By reconstructing our egos to be more inclusive of the lives of those around us, we build stronger empathy toward their circumstances. We allow more grace and more forgiveness, and we seek actions that promote equanimity amongst all people.
Now, the reason I wrapped this whole post in the context of psychedelic experiences is because a) I find them fascinating and more importantly b) going through the journey I went through to get to this point was both difficult and very circumstantial. I’m not sure many people go through the same sorts of things I went through to get to this point. I know, I know, that probably sounds very “proud” of me, but if you recall from my previous post about free will, we all live with the very limited set of chips we’re dealt. I could have easily been born in a different life in a different time that would have never led me to this point.
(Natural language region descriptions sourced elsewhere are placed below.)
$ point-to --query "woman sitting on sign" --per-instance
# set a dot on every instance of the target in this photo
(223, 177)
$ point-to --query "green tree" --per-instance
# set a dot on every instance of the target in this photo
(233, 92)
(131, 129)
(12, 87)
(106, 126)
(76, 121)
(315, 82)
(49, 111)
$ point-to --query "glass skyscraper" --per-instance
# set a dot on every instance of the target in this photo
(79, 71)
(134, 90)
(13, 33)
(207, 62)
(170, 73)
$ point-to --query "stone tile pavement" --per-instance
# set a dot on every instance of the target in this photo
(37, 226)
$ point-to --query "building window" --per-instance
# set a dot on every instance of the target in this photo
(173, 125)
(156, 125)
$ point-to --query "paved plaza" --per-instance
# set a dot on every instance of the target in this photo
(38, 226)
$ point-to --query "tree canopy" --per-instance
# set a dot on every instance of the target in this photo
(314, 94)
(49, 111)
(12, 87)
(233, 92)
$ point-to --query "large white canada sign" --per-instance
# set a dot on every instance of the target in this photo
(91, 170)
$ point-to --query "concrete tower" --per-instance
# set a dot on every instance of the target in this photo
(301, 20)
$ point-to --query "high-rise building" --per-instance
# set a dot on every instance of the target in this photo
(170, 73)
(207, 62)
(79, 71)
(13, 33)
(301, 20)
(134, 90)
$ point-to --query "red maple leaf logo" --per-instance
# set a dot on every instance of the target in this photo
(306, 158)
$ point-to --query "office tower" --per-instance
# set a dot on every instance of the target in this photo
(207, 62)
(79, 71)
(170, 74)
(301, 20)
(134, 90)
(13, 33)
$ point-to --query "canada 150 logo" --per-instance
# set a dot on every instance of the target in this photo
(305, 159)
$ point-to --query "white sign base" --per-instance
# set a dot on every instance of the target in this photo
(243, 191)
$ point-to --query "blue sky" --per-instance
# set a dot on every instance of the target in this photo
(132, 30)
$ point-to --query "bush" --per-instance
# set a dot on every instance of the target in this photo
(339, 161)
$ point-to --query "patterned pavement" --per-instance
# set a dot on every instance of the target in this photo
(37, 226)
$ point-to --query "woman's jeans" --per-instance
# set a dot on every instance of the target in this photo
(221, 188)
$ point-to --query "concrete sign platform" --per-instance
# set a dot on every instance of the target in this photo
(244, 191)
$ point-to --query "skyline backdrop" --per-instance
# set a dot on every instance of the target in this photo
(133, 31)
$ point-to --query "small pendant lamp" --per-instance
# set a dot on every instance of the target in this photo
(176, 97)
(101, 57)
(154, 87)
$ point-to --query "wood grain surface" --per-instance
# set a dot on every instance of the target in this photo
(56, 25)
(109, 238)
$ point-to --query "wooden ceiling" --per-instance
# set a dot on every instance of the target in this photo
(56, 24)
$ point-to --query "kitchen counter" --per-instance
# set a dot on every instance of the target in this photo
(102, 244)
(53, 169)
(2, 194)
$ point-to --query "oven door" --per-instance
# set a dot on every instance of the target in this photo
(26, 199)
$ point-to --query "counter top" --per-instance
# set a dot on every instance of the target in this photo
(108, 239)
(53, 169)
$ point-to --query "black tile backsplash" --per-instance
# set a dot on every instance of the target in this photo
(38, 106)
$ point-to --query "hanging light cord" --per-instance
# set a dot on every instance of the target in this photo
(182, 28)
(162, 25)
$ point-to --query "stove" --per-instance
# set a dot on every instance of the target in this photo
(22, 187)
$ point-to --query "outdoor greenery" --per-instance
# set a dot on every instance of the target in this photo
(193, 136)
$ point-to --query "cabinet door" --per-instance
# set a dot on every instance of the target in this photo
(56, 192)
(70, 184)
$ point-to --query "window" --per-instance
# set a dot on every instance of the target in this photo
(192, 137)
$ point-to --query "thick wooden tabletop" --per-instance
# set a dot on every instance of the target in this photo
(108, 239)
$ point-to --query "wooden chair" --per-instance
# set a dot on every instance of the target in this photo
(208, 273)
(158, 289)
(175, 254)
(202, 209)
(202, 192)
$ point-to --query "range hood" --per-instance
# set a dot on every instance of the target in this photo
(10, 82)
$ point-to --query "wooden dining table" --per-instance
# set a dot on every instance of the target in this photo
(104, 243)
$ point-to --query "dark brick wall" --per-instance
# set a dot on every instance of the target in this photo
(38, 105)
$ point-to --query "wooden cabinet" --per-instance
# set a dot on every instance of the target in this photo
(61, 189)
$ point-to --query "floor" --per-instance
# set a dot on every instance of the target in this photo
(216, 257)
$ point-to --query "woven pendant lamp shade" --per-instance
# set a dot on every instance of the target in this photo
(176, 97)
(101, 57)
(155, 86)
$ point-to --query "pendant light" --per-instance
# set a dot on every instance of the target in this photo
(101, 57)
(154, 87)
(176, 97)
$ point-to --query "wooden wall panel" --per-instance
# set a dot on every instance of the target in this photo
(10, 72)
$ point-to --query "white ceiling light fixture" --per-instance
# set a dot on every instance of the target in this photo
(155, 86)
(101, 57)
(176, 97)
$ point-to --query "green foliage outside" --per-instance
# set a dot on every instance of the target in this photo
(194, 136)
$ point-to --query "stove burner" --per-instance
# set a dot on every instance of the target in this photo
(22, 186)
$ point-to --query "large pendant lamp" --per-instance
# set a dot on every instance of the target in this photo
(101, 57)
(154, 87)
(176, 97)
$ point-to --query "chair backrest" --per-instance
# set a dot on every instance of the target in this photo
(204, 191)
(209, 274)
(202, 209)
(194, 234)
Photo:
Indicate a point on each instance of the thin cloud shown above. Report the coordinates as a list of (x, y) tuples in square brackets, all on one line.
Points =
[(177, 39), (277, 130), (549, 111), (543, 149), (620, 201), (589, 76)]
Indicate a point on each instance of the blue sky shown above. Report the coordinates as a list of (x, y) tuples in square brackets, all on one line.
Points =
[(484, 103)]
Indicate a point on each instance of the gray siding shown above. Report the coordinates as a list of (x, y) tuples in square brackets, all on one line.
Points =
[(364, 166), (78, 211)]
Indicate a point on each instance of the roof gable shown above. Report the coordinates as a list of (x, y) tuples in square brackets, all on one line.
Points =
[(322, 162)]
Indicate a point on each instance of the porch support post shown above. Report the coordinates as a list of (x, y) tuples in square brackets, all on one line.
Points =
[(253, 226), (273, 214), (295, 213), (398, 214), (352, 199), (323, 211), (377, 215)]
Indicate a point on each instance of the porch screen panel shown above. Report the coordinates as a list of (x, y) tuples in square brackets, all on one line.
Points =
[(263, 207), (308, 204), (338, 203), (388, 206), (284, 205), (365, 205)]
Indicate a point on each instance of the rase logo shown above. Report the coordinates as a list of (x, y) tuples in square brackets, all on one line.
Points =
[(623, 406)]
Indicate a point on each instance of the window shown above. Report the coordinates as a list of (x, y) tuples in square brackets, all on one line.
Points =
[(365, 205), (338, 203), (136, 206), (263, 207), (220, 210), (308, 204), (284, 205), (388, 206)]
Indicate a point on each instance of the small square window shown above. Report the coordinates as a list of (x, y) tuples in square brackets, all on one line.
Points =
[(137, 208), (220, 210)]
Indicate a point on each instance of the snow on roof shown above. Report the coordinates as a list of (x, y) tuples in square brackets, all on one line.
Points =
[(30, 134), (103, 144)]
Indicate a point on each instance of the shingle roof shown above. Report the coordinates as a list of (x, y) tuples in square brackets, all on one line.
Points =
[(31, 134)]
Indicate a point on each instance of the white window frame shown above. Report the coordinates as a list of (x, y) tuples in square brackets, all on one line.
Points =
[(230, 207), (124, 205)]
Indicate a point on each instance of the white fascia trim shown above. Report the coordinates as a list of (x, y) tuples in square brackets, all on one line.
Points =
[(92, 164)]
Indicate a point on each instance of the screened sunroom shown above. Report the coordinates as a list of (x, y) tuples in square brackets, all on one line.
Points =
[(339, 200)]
That said, if we just so happen to have plants that can “fast track” people to this point, then why not use them for these psychotherapeutic scenarios? Again, I do not necessarily advocate open legalization because there can be hidden dangers of what happens in the case of a “bad trip.” But there is no evidence that you can overdose on these chemicals, nor are they addictive like nicotine. Add to that the importance of “set and setting,” and I personally see a lot of value for even well people in controlled sessions. Transparently, I am very curious what these chemicals would do to me; I’ll have to wait until they’re legal to find that out. (Which I do believe will happen in my lifetime.)
The journey doesn’t end with psychedelic experience. Rather, it is a beginning. I can’t say this for sure, but it wouldn’t surprise me if Ram Dass hasn’t taken any psychedelics in over 20 years due to his stroke. That hasn’t stopped his journey, nor has it stopped the journeys of many others.
And that, my friends, is why I will probably never stop blogging. *wink*
Let’s wrap this post here. I hope you’re open to a different mindset about these chemicals, and I would highly recommend you check out Pollan’s book. (And if you do the audiobook version, you can easily listen to it on 1.5x speed .) Catch you in the next one!